When I do ridge regression using sklearn in Python, the coef_
output gives me a 2D array. According to the documentation it is (n_targets, n_features)
.
I understand that features are my coefficients. However, I am not sure what targets are. What is this?
The targets are the values you want to predict. The ridge regression can in fact predict more values for each instance, not only one. The coef_
contain the coefficients for the prediction of each of the targets. It is also the same as if you trained a model to predict each of the targets separately.
Let's have a look at a simple example.
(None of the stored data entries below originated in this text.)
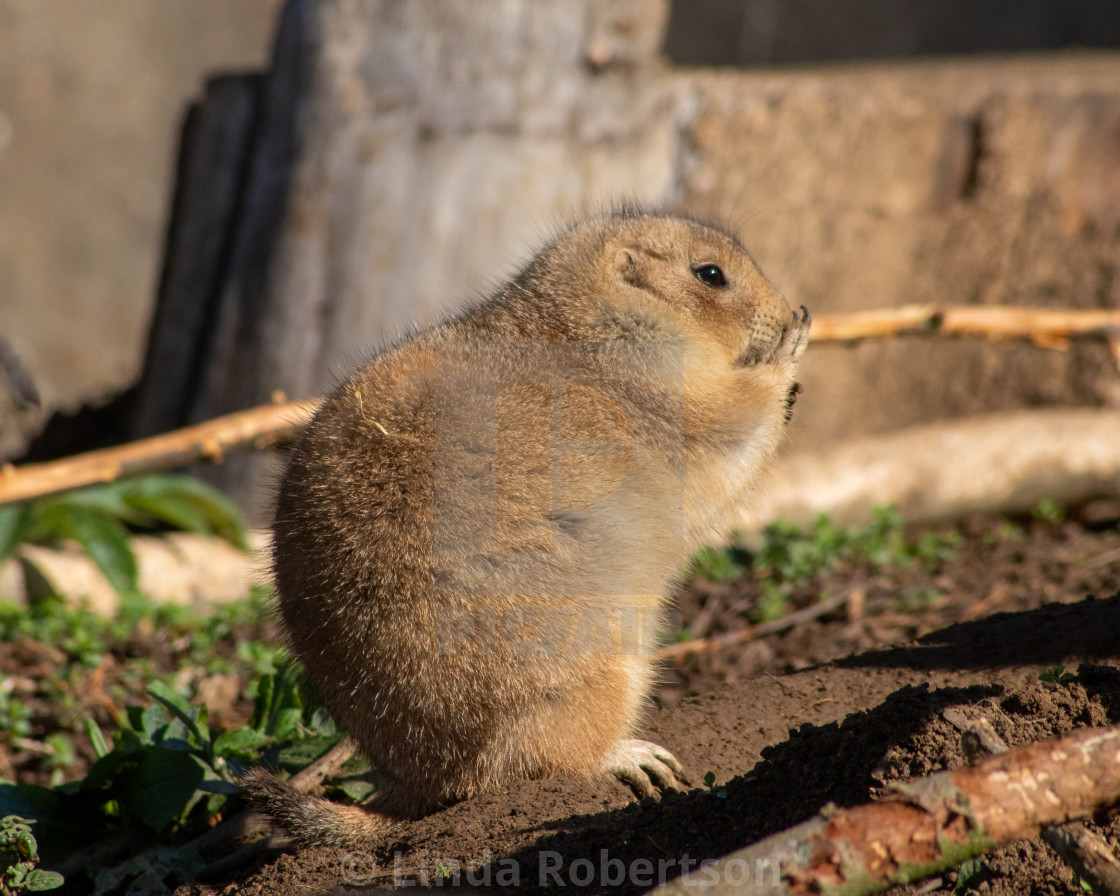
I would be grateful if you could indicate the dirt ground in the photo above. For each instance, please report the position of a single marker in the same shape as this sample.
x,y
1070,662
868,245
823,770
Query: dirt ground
x,y
830,711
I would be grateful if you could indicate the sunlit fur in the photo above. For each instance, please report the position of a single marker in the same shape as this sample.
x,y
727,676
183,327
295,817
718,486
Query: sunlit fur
x,y
417,498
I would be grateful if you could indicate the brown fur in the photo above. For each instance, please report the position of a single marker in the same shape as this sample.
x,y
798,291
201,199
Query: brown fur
x,y
478,530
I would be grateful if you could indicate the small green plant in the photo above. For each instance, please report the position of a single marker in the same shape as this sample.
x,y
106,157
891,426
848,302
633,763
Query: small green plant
x,y
166,773
1048,511
791,557
100,519
19,854
1056,675
720,565
970,875
709,782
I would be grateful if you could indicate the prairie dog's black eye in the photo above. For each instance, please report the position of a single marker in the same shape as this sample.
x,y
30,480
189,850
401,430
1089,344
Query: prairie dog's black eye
x,y
710,276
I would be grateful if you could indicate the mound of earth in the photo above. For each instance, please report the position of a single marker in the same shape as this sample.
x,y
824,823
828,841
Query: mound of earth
x,y
834,733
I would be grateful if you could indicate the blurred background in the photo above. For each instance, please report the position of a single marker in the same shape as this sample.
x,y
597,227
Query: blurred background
x,y
871,152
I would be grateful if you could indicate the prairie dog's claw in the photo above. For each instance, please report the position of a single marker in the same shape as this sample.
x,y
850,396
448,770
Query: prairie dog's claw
x,y
645,767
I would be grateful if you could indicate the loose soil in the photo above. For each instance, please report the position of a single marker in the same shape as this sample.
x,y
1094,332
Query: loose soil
x,y
830,711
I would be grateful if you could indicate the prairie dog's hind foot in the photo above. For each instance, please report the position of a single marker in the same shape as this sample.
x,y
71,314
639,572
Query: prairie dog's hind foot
x,y
644,767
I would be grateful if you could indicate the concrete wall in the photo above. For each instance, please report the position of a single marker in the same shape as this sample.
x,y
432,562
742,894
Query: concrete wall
x,y
857,186
92,95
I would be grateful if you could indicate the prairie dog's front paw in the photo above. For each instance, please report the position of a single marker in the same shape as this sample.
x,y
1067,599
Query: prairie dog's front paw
x,y
645,767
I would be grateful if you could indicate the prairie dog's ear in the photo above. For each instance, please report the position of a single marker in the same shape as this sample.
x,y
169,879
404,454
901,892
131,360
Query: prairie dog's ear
x,y
626,266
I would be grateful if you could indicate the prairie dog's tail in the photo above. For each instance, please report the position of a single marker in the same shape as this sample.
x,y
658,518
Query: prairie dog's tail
x,y
311,820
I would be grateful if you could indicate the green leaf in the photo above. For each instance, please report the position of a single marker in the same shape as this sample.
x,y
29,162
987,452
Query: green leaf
x,y
39,880
307,749
173,510
152,721
96,738
240,744
105,771
103,538
178,494
15,522
106,500
224,787
180,709
161,785
28,801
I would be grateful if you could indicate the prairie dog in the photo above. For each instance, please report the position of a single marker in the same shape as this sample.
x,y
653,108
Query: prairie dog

I will use LinearRegression
instead of Ridge
, as Ridge
shrinks the values of the coefficients and make it harder to understand.
First, we create some random data:
X = np.random.uniform(size=100).reshape(50, 2)
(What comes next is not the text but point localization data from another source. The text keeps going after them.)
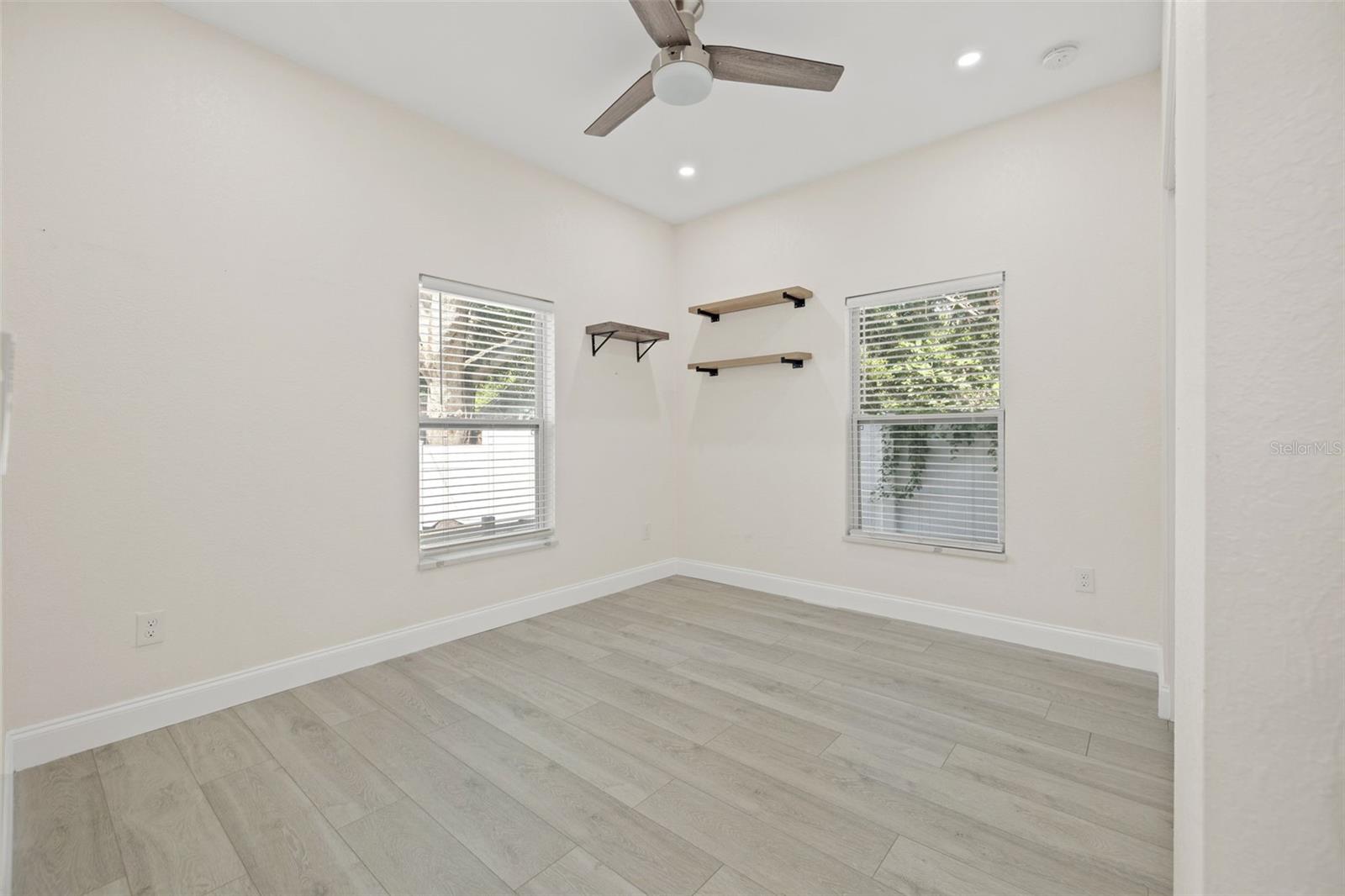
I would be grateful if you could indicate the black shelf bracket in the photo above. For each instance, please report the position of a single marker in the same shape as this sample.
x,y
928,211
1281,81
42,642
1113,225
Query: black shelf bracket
x,y
598,345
y = np.dot(X, [[1, 2, 3], [3, 4, 5]])
The first three instances in X
are:
[[ 0.70335619 0.42612165]
[ 0.2959883 0.10571314]
[ 0.33868804 0.07351525]]
The targets y
for these instances are
[[ 1.98172114 3.11119897 4.24067681]
[ 0.61312771 1.01482915 1.41653058]
[ 0.55923378 0.97143708 1.38364037]]
Notice, that y[0] = x[0]+3*x[1]
, y[1] = 2*x[0] + 4*x[1]
and y[2] = 3*x[0] + 5*x[1]
(that's how we created the data with the matrix multiplication).
If we now fit the linear regression model
clf = linear_model.LinearRegression()
clf.fit(X, y)
the coef_
s are:
[[ 1. 3.]
[ 2. 4.]
[ 3. 5.]]
This exactly matches the equations we used to create the data.